Posted in Battling Sin, The Pastor's Soul, Training for Ministry
9 comments on “Which area of sin does the enemy target the most in pastors?
  1. matt says:

    This is so true. I have learned a lot in the 10 years of ministry God has given me. Sometimes it is the school of hard knocks. This point is a very specific area Satan goes after. I have learned to be on guard. We all make mistakes, mess-up, sin in ministry, but I pray all those who read this post do not make this one. It will be the down fall of any minister. I pray for protection and wisdom for all who read this blog. I thank you for reminding us/ me to be on guard!

  2. I don’t disagree with the fact that many, many pastors have shipwrecked their ministries and marriages on the rocks of sexual immorality, but I think a much more common and daily struggle for almost all pastors is the struggle of ego and affirmation. I think many pastors struggle alot with sexual issues, but I think all pastors probably struggle all the time with pleasing people and seeking affirmation/ego-stroking from people.

    • briancroft says:

      Jason,

      A point well taken. I agree that ego and people pleasing is one of the major daily struggles of every pastor. The enemy seems to target that which will do the most damage with one mess up and that was simply the heart of the post. A pastor can have many sinful battles with ego and people pleasing and most of them do not wreck his ministry to the level of the other. Although, I will admit these sins of ego can eventually bring down a ministry if not managed for sure. Thanks for writing.

  3. steve says:

    I could not agree more. A spectacular failure of the flesh in a pastor creates a lot of collateral damage.

    Re: Jason’s comment, the ego/affirmation strategy is one of the primary ways the enemy lures anyone into sexual sin. Our whole culture screams that our value as a person is exactly correlated with our sexual desirability. Thus if I find someone highly desirable, and that person desires me, I am affirmed (this is stage 1 of the fall). The final test of our desirability becomes the willingness of a person to have a sexual relationship with us (this is stage 2 of the fall).

  4. Michael says:

    Everywhere you look, whether its on tv, at the grocery store, on billboards, etc., you can see sexuality being presented in a sinful way. Satan has infiltrated many hearts and minds to bring his sexual perversion and disobedience to God to reality in this world. I am not an exception.

    The author of this article makes an excellent point, which is that we must help eachother to overcome the wiles of Satan. This includes professing our sins to one another, praying for one another, and confronting one another if we choose to fall in spite of our knowledge of the truth in Christ.

  5. Colin says:

    Brian, I agree with your take when it comes to American pastors, and I am inclined to think this is true cross-culturally as well.

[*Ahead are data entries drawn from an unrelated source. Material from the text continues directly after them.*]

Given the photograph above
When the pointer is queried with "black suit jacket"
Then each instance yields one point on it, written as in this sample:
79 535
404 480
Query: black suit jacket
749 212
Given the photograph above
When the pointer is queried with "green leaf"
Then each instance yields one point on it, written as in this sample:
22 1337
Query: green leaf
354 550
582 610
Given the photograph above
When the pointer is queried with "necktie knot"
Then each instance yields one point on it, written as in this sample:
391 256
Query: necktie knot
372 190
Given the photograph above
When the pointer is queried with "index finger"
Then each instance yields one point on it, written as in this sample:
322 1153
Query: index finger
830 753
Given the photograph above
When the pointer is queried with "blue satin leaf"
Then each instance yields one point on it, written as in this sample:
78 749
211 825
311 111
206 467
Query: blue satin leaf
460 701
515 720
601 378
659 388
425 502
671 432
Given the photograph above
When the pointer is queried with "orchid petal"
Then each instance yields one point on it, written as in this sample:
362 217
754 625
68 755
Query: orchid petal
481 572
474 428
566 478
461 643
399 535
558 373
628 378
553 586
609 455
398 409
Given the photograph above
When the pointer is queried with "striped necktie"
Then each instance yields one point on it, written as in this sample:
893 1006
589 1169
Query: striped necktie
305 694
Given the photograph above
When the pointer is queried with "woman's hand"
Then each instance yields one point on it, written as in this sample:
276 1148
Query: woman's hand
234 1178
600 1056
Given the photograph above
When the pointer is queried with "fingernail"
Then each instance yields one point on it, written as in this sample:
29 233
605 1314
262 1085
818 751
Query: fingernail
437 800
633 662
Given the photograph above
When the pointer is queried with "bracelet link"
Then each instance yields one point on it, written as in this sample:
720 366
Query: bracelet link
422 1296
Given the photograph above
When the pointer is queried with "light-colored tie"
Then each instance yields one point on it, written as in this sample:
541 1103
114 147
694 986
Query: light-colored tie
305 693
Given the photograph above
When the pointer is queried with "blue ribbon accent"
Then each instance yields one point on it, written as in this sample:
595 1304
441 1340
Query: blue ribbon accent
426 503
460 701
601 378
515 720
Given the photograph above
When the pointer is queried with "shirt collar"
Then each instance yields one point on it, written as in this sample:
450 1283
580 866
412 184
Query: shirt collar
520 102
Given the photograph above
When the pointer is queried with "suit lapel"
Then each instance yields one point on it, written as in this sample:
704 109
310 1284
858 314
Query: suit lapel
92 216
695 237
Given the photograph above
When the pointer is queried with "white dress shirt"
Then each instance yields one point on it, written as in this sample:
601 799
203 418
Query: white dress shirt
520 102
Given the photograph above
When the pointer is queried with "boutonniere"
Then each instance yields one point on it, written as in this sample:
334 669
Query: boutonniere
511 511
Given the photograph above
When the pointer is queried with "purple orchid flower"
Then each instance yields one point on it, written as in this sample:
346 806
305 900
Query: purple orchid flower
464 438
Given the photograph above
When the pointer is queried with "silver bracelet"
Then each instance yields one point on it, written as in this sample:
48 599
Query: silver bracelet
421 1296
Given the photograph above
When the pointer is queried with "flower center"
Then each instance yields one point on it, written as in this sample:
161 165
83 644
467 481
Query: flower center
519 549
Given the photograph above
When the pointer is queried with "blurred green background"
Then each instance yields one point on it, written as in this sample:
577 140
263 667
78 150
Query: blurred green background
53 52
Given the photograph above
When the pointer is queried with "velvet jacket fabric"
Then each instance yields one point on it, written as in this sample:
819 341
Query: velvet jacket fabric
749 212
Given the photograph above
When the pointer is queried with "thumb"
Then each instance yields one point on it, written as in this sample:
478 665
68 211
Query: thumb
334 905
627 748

There was one question this post made me ask myself; if we look through church history would your posting be the accepted norm or would the church fathers throw out a different issue? Just wondering…

  6. LD says:

    I personally wonder if there’s a connection with the view that most evangelicals have towards children these days, which is not much different than that of the secular world: two kids then get surgically altered. And once a man is altered, does sexual immorality then becomes more of a pronounced issue when a man is no longer certain of his own fertility and sexual viability in a marriage?

  7. David says:

    This is why pastors need to be involved in regular meetings with other pastors. I meet weekly with several other pastors to discuss the lectionary texts for the coming Sunday and to talk about other issues of life.

    • David says:

      (Oops I wasn’t finished before accidentally clicking the post button.) However, I don’t think that the Adversary singles out pastors for sexual sin. The nature of our work simply makes us more susceptible to temptation if we don’t take smart precautions. Much of our work simply requires that we spend a lot of time in study and reflection, thus we have to be alone a lot. So, we must establish good habits for ourselves and let our congregations know what those limits are. We must also make sure that we’re spending time with our wives and families and pursuing other interests and hobbies outside the work of ministry.